Serg had climbed up on the kitchen counter and grabbed the last kitchen stool. When Bruce came after him, trying to grab him, Serg tried beating him back with the stool. He swung it as hard as he could, and he landed a few good blows on Bruce’s head and arms.
Bruce was undaunted, though. He grabbed the stool and ripped it from Serg’s hands.
“Boden!” Serg yelled, backing up as far as he could go. “Fucking shoot him in the head!”
Bruce had grabbed onto Serg, one massive hand on each of his arms, and he’d begun squeezing him, crushing Serg with his bare hands.
Boden stood behind Bruce and aimed the crossbow up at the back of his head. It was nearly pointblank from that range, and when Boden pulled the trigger, the quill shot right into his head. It didn’t go all the way through, so the point was imbedded somewhere deep in Bruce’s brain.
It worked, though. Bruce let go of Serg, stumbled back, and then fell to floor so hard, the whole house shook.
“Please.” Hayley cradled her arm and scooted back away from me with tears in her eyes. “Please, don’t kill me.”
“Fine.” I lowered the poker. It didn’t seem right to attack her when she was defenseless like that. “Get your shit and get out of here.”
“Thank you,” she said and struggled to get to her feet. “Thank you.”
She went over to gather her bag, as well as Louis’s, but since she only had one arm, that was a bit of a problem. As she fumbled around with the straps, I turned back to see how Serg was doing.

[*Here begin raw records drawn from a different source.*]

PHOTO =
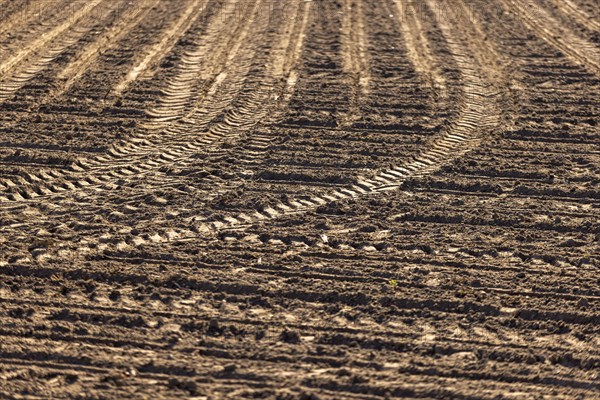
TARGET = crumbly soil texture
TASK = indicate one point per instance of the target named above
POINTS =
(300, 199)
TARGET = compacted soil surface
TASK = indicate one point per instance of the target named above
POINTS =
(299, 199)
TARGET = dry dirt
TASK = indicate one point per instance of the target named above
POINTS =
(295, 199)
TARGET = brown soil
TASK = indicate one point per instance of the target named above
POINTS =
(338, 199)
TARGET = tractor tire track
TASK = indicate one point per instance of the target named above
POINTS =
(480, 111)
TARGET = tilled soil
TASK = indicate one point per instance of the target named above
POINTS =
(340, 199)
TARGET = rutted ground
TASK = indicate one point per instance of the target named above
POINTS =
(300, 199)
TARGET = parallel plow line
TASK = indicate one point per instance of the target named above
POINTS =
(556, 34)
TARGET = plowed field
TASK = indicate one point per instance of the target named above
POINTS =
(299, 199)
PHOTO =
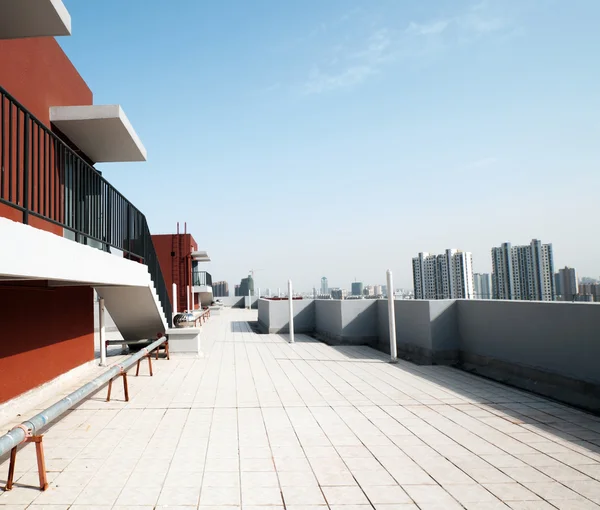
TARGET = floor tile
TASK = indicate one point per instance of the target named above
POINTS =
(302, 496)
(345, 496)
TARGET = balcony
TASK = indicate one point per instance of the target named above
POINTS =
(46, 184)
(201, 279)
(33, 18)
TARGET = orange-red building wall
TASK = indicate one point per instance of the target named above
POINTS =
(45, 332)
(38, 74)
(182, 245)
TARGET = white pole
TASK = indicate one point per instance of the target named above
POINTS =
(102, 332)
(392, 318)
(291, 303)
(174, 299)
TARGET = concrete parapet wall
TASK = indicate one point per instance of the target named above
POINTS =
(237, 301)
(550, 348)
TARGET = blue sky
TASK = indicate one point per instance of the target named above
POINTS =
(340, 137)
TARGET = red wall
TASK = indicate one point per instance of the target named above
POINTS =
(163, 244)
(39, 75)
(44, 333)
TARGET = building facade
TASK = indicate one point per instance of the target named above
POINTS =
(445, 276)
(523, 272)
(71, 233)
(566, 284)
(357, 288)
(482, 286)
(324, 286)
(246, 287)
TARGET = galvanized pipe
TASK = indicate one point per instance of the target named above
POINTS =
(33, 426)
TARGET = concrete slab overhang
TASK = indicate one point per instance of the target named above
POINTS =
(33, 18)
(200, 256)
(102, 132)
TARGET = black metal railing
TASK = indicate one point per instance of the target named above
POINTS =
(41, 176)
(201, 278)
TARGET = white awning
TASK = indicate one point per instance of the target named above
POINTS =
(200, 256)
(102, 132)
(33, 18)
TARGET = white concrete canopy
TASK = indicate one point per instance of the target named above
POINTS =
(102, 132)
(33, 18)
(200, 256)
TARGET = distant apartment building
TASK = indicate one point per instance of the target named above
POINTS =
(589, 292)
(357, 288)
(482, 286)
(246, 286)
(523, 272)
(221, 289)
(338, 293)
(566, 285)
(445, 276)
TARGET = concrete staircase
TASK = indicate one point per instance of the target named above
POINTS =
(136, 311)
(128, 291)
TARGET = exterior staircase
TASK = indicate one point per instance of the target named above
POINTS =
(126, 286)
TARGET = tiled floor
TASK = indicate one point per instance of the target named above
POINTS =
(262, 424)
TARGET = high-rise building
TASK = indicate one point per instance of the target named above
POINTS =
(523, 272)
(369, 291)
(324, 286)
(445, 276)
(502, 281)
(246, 286)
(357, 288)
(589, 292)
(337, 294)
(482, 286)
(220, 289)
(566, 284)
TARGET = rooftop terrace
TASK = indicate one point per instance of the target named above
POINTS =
(259, 423)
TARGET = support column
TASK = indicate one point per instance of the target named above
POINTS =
(392, 318)
(102, 332)
(291, 303)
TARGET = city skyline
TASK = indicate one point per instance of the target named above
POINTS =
(350, 99)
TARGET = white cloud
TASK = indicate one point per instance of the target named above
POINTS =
(352, 66)
(431, 28)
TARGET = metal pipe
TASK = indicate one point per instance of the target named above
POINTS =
(175, 311)
(102, 332)
(392, 318)
(291, 304)
(33, 426)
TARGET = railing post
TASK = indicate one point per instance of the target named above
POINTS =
(291, 306)
(102, 332)
(392, 318)
(174, 299)
(25, 169)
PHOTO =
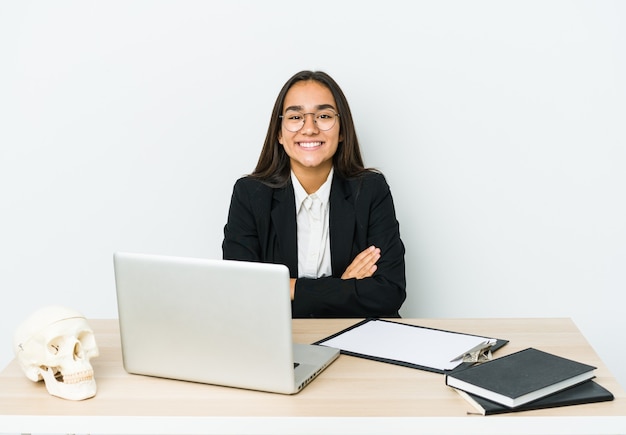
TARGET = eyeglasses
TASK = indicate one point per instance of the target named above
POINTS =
(324, 119)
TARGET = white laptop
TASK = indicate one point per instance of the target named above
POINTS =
(212, 321)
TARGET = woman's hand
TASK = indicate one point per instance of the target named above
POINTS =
(363, 265)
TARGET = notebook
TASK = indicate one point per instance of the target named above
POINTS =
(218, 322)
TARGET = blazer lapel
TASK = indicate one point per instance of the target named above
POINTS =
(284, 223)
(342, 222)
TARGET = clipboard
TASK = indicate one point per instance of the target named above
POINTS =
(418, 347)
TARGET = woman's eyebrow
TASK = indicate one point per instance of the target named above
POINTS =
(318, 107)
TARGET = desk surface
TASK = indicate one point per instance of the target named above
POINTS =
(353, 395)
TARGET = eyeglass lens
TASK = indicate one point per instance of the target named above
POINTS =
(324, 119)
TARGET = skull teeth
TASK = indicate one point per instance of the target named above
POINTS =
(76, 378)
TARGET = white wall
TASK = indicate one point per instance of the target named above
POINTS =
(500, 127)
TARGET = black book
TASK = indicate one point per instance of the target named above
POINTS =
(587, 392)
(521, 377)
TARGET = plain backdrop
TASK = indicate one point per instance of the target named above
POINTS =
(500, 127)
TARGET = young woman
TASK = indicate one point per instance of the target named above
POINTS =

He sat on the counter, rubbing his arms. “Don’t ever grab the crossbow again,” Serg told Boden. “Use it for hunting, sure, but if we’re fighting zombies or something, no crossbow.”
“Sorry,” Boden said. “I didn’t think I’d actually have to shoot anybody with it, though. I thought that just bringing it out would be enough to scare them off.”
“We all survived,” I said. “And that’s what counts.”
“Yeah.” Boden had been looking at Serg, but then he turned toward me and his eyes widened with fear. “Remy!”
Then it was slow motion. I was turning around to see what was behind me, and the gun was going off, a loud shot that echoed through the room.
I lifted my arm, thinking I needed to shield myself from something, but I saw Hayley with a hole blown in her chest, falling back to the floor. When she landed, a knife clattered out of her hand.
She’d gotten a knife from her bag and was running up behind me to kill me.
I didn’t understand the gunshot until I looked at the top of the stairs. Max was lying on the floor, his feet hanging over the top step, with a shotgun lying next to him.
“Max!” I yelled and ran up the steps to him.
“Did I get her?” Max asked and sat up.
“Yeah, you got her.” I sat down next to him and brushed the hair back from his eyes. “What were you doing?”
“I heard you fighting, so I got the gun out from your room,” Max explained. I kept a loaded shotgun under the bed, in case zombies broke in during the night. “Then I saw her coming at you, so I shot her.”